A series of policy statements by top ministry of defence (MoD) officials on Thursday highlighted the government’s growing belief that India’s private sector should be entrusted with a significantly larger role in defence production.
Defence Minister A K Antony, while inaugurating Defexpo India 2012, the seventh in a series of Indian Land and Naval Systems Expositions that began in 1999 and is organised every alternate year, also indicated that India’s defence spending would remain at a modest level of about 2 per cent of the country’s GDP, which he termed “consistent with our security needs as well as our requirements in the area.”
Projecting an optimistic view of India’s economic growth, the defence minister stated, “With the projected growth of the Indian economy expected at a trajectory of eight-10 per cent for the next two decades, expenditure on defence in absolute terms is bound to increase.”
Speaking later at a Defexpo seminar, the MoD’s top procurement manager, Director General (Acquisitions) Vivek Rae put a figure to the spending growth. Rae said, “You will see a growth in defence modernisation budgets of about 13-14 per cent per year, which means that the budget would double every five-six years.”
The capital allocation in the defence budget Rs 2012-13 is Rs 79,578 crore (US $15 billion).
The defence minister also sought to dampen longstanding disquiet over the Indian defence industry’s failure to sufficiently indigenise equipment development and manufacture. Antony said, “the ratio of foreign to domestic industry procurement by the Armed Forces was 70:30 some years back, but it has started changing and is (today) approaching 60:40.”
Antony’s own indigenisation target, announced through repeated public statements, has been to reverse the 70:30 import-to-export ratio to 30:70.
Most significantly for the private sector, Minister of State for Defence M M Pallam Raju said the MoD would soon concede a long-standing private sector demand that the three services’ long-term equipment plans be communicated to them, to enable private companies to make timely decisions about developing futuristic equipment. Currently, the public sector industries are party to long-term plans, while the private sector has often learned about future equipment requirements too late to participate meaningfully.
Acknowledging this concern, Pallam Raju said, “The lack of adequate information regarding the (military’s long-term) defence requirements has been one of the major impediments in the growth of the defence industry in India. The government is in the process of finalising the Long Term Integrated Perspective Plan (LTIPP) of the Armed Forces.”

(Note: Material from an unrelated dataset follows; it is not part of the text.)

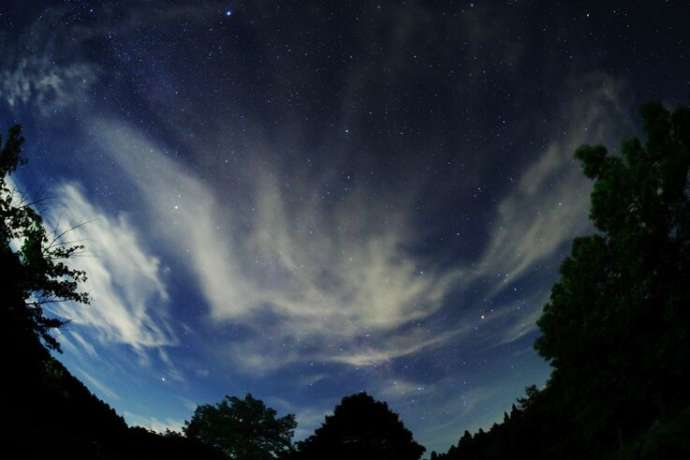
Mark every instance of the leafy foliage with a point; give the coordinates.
(362, 428)
(35, 273)
(242, 428)
(617, 327)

The LTIPP specifies the equipment and technologies that the military will require over a 15-year time horizon. The LTIPP was initially supposed to cover the period 2007-2022, but after five years of delay will now cover the period 2012-2027.
Once this is finalised, Raju says, “A public version of the document outlining the ‘technology perspective and capability roadmap’ of the armed forces covering a period of 15 years will be published and placed on the MoD website. This would enable the domestic industry to plan investment in the defence sector and take up Research and Development, technology upgradation and forge tie-ups and arrangements of collaboration with their associated foreign industry partners in order to meet the future requirements of the Armed Forces.”

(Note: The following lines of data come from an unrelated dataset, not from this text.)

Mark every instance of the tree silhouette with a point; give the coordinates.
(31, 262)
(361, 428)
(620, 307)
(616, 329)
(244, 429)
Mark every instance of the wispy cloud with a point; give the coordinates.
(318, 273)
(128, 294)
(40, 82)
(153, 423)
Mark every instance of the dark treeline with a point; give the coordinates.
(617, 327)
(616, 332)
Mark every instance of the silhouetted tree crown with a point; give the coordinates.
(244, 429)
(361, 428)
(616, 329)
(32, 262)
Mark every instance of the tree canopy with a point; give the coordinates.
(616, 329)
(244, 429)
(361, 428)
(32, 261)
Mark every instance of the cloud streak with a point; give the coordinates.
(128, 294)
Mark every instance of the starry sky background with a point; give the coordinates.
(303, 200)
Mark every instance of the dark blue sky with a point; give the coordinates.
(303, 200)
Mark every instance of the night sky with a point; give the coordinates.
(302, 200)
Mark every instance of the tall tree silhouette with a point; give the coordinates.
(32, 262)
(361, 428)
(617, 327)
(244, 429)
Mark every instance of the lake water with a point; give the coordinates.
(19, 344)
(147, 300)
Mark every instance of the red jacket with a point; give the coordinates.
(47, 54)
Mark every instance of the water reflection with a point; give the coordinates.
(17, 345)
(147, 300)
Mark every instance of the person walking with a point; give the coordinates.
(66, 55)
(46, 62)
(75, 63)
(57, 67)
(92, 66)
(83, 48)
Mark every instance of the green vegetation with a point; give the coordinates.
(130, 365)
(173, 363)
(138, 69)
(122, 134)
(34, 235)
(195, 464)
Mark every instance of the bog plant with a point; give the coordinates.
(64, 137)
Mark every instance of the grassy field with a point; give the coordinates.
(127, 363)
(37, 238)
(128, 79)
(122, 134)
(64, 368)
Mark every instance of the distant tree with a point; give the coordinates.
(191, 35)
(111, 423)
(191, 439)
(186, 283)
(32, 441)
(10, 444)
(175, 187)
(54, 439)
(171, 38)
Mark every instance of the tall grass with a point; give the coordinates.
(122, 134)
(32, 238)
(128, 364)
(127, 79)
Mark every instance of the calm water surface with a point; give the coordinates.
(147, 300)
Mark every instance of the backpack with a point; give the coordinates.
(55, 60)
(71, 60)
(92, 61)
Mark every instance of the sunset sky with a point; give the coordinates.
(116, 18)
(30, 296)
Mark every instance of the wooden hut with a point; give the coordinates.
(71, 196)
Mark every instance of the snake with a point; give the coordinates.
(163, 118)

Rae provided another indication of the MoD’s new inclination towards private sector participation by strongly supporting the “Make” procedure. According to the Defence Procurement Procedure, this allows private industry to bid for building complex military platforms, with the MoD funding 80 per cent of the cost of development. There are currently only two “Make” projects being pursued: the Future Infantry Combat Vehicle and the Tactical Communications System.

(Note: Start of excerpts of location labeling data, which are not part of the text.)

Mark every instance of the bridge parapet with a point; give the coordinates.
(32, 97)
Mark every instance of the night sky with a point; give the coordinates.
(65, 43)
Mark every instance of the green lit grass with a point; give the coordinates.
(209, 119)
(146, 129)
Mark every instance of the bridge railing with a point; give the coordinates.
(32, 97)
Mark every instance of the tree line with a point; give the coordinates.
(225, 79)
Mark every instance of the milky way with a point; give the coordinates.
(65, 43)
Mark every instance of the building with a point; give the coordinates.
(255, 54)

“To build up the defence base, we need to generate a lot of “Make” procedure (procurements). We will make a list of 150-180 “Make” procedure projects…. I think we could energise the industrial base of the country.
Pallam Raju, however, cautioned the private industry not to expect a fully-funded stroll into defence production. “The industry also needs to commit itself to the field in terms of establishing the required infrastructure and develop the capacities. Commitment to R&D effort is also required by the defence industry both in the public and private sector if the long-term goals are to be met,” said Raju.